When you ask for a chemical peel…
Kaya Skin Clinic
This luxurious beauty clinic with many branches offers all kinds of skin treatments, from age-control peels to skin resurfacing. Talk discovered that the clinic does have dermatologists round-theclock. All surgical procedures and facial treatments are performed by them alone. “We only take doctors who are certified by the Medical Council of India,” said Dr Rosanne Dalgado, dermatologist at Kaya. A chemical peel is not confined to one session and doctors say a client may require four or more sittings. The treatments are pricey when compared to the competition. A chemical peel costs between Rs 7,000 and Rs 13,000. The charges must be paid before the session begins.
When Talk called the Jayanagar outlet of VLCC slimming centre, they insisted the reporter go there in person, saying consultation was free. When pressed for solutions to an acne-prone skin, they explained, “There are glycolic acid, salicylic acid, lactic acid and many more treatments. Please visit us and we will make sure you have beautiful skin.” They only have a visiting dermatologist. A chemical peel here can cost anywhere between Rs 8,000 and Rs 12,000.
Leading beauty parlour
Pai Layout, KR Puram This huge beauty parlour in Pai Layout, KR Puram, hands out a card with a variety of facials, manicure and pedicure treatments, but nowhere are chemical peels mentioned on it. In person, this reporter asked what they would recommend for acne-prone skin.
“There are various kinds of treatments. We do chemical peels mostly and for your skin I would suggest the glycolic peel,” a woman at the parlour said. Price: Rs 1,200 a sitting. And the sittings could go up to five. Isn’t it illegal for beauty parlours to conduct these treatments? Her explanation: “There is a big difference between what the dermatologists do and what we do. They barely spend 10 minutes on these treatments. They probably give you an ice massage and pack you off. What we do is entirely different. We are trained to look into the skin deeply and perform these treatments methodically. Our results are far better than what you’ll get from any doctor.” In addition, she said, beauticians today were well educated and knew how to offer these treatments. “In a comfy and posh salon like mine, you’ll only get authorised treatments,” she asserted.

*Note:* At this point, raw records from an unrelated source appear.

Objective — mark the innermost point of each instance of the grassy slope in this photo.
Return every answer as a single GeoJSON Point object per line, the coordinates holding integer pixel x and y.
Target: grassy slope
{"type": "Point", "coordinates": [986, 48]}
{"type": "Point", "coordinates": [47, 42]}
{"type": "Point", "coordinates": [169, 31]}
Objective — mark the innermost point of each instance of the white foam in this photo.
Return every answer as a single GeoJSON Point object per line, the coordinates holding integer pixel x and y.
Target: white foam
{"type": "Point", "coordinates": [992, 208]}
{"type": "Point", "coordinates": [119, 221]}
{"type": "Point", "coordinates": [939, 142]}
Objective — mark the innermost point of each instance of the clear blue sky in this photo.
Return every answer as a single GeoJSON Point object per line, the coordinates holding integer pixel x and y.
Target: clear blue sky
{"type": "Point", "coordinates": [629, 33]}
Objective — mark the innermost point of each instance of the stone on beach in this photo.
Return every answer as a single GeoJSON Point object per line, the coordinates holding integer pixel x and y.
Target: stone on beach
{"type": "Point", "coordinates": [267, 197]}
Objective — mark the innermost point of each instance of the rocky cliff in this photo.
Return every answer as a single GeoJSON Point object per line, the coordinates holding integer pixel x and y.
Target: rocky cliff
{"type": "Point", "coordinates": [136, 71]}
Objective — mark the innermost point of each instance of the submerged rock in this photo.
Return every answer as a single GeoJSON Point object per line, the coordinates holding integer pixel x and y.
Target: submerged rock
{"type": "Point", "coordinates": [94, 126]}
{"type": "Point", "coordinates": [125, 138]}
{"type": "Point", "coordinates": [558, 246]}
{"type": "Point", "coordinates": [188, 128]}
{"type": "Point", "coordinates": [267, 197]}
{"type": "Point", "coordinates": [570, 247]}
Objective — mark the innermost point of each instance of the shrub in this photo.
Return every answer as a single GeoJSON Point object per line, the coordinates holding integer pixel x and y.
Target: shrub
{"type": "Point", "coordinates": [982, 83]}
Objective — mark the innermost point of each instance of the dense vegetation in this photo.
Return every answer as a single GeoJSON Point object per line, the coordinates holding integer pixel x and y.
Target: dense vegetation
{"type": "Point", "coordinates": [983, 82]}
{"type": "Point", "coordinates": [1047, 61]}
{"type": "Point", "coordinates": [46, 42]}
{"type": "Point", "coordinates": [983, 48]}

The beauty parlour is recognised by Shahnaz Hussain and Habib’s.
Chik Mik, Ulsoor
This parlour only offers facials and haircuts. When this reporter asked if they knew of any other parlour that offered chemical peel treatments, their reply was a blunt ‘no’. Angel, who has been running the parlour for 10 years, said, “We are not supposed to do those treatments. So, our focus is only on what we know. I teach the same to my students as well.”
Columbia Asia, Fortis, Cosmesis and HCG Hospitals offer chemical peel treatments, charging between Rs 1,000 and Rs 1,800 a sitting. Their fee is lower than what many beauty parlours charge.